Combined Manual Therapy and Percutaneous Neuromodulation for Moderate Carpal Tunnel Syndrome (MANUCTS)

June 12, 2026 updated by: Dr. Javier Bonastre Férez, Universidad Europea de Valencia

Combined Manual Therapy and Percutaneous Neuromodulation Versus Postsurgical Rehabilitation for Moderate Carpal Tunnel Syndrome: Protocol for a Non-Randomized Controlled Trial

Carpal tunnel syndrome (CTS) is the most common peripheral entrapment neuropathy and can cause pain, numbness, tingling, and functional impairment of the hand. Although surgical decompression is considered an effective treatment for moderate CTS, there is increasing interest in conservative therapeutic strategies that may improve symptoms and function while avoiding surgery.

The aim of this multicenter non-randomized controlled trial is to evaluate the effectiveness of a combined intervention consisting of manual therapy and ultrasound-guided percutaneous neuromodulation compared with conventional postsurgical rehabilitation in patients with moderate CTS.

Participants allocated to the experimental group will receive a standardized multimodal physiotherapy program including manual therapy techniques and ultrasound-guided percutaneous neuromodulation, whereas participants in the control group will undergo standard rehabilitation following carpal tunnel release surgery. The primary outcome will be symptom severity and functional status assessed with the Boston Carpal Tunnel Questionnaire. Secondary outcomes will include pain intensity, nerve conduction parameters, ultrasound measures, hand strength, patient-reported outcomes, and adverse events.

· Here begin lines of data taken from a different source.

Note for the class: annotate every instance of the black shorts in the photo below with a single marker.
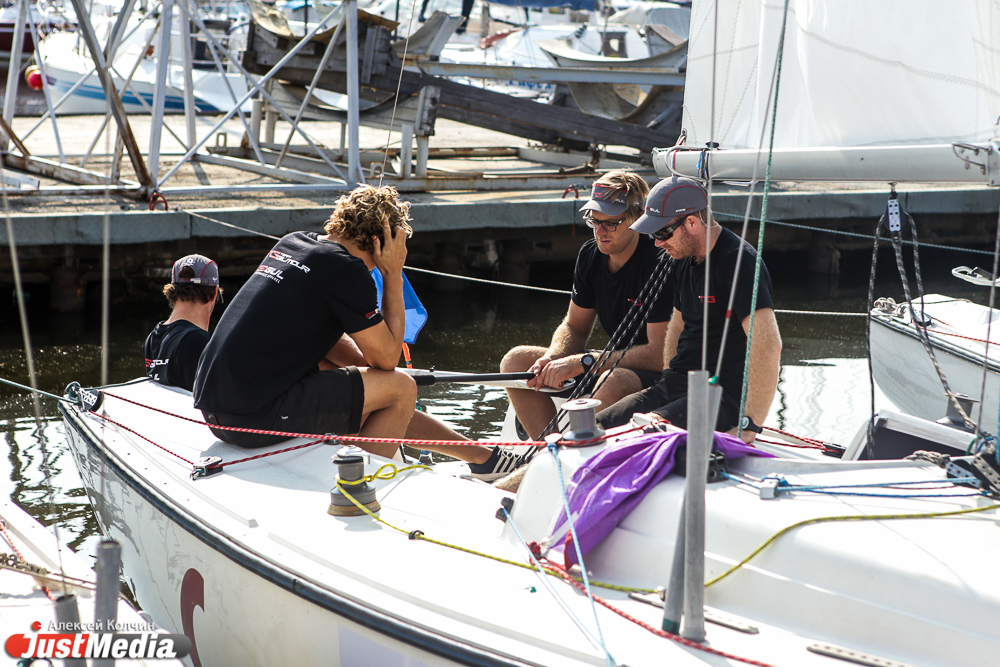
(668, 398)
(320, 402)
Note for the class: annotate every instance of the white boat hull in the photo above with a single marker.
(249, 564)
(67, 62)
(24, 602)
(905, 372)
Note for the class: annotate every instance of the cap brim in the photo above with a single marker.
(607, 208)
(647, 224)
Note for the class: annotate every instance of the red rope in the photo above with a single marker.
(785, 443)
(280, 451)
(221, 465)
(348, 438)
(656, 631)
(120, 425)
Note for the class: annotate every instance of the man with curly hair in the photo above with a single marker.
(173, 348)
(304, 346)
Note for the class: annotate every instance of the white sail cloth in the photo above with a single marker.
(854, 72)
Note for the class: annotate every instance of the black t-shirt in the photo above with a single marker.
(172, 352)
(689, 290)
(612, 294)
(303, 297)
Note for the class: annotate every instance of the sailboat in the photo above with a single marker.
(312, 551)
(855, 105)
(46, 588)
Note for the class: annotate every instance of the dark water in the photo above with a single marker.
(823, 392)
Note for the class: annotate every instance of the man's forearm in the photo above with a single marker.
(567, 340)
(765, 367)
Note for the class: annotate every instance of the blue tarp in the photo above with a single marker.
(589, 5)
(416, 314)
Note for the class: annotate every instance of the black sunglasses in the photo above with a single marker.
(606, 225)
(668, 231)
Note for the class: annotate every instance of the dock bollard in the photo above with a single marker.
(351, 468)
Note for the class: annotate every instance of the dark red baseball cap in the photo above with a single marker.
(668, 199)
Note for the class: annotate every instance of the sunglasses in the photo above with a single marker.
(606, 225)
(668, 231)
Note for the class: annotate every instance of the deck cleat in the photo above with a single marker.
(351, 474)
(207, 466)
(583, 419)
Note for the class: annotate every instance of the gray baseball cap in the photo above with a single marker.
(608, 200)
(206, 271)
(668, 199)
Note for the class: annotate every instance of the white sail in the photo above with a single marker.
(869, 91)
(854, 72)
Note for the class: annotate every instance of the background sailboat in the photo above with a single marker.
(866, 92)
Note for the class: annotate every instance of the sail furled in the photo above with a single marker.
(854, 72)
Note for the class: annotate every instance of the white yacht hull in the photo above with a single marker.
(905, 372)
(251, 566)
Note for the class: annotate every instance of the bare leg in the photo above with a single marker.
(512, 481)
(425, 427)
(390, 397)
(534, 409)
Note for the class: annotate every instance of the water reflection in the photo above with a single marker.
(823, 392)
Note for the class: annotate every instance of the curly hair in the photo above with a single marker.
(188, 291)
(635, 187)
(358, 215)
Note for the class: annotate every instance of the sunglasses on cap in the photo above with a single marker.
(606, 225)
(668, 231)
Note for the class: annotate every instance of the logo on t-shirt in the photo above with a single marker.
(270, 272)
(287, 259)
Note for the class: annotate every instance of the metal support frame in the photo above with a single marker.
(189, 108)
(14, 69)
(45, 89)
(703, 407)
(160, 91)
(312, 87)
(354, 175)
(258, 86)
(939, 163)
(111, 94)
(643, 76)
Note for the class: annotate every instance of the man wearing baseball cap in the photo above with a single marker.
(611, 271)
(678, 220)
(173, 348)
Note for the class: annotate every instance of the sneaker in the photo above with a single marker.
(501, 463)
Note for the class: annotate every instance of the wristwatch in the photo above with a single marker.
(746, 424)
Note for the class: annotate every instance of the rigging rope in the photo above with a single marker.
(841, 232)
(760, 236)
(30, 362)
(828, 519)
(989, 326)
(549, 568)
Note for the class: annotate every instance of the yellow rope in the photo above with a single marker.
(825, 519)
(419, 535)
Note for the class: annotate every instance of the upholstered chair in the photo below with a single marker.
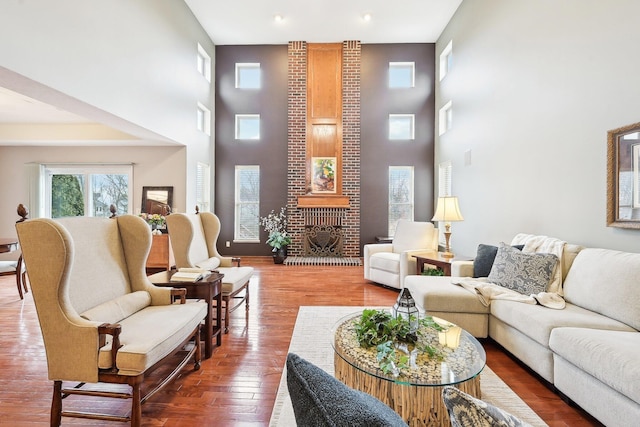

The findings of this study are expected to provide evidence regarding the potential role of combined conservative treatment as an alternative therapeutic strategy for patients with moderate carpal tunnel syndrome.

Study Overview

Status

Not yet recruiting

Conditions

Intervention / Treatment

Detailed Description

Carpal tunnel syndrome (CTS) is the most prevalent peripheral entrapment neuropathy and represents a major cause of pain, sensory disturbances, and functional disability affecting the upper limb. Although surgical decompression is commonly recommended for patients with moderate CTS, interest in conservative treatment strategies has increased due to their potential to improve symptoms while avoiding surgery and its associated risks.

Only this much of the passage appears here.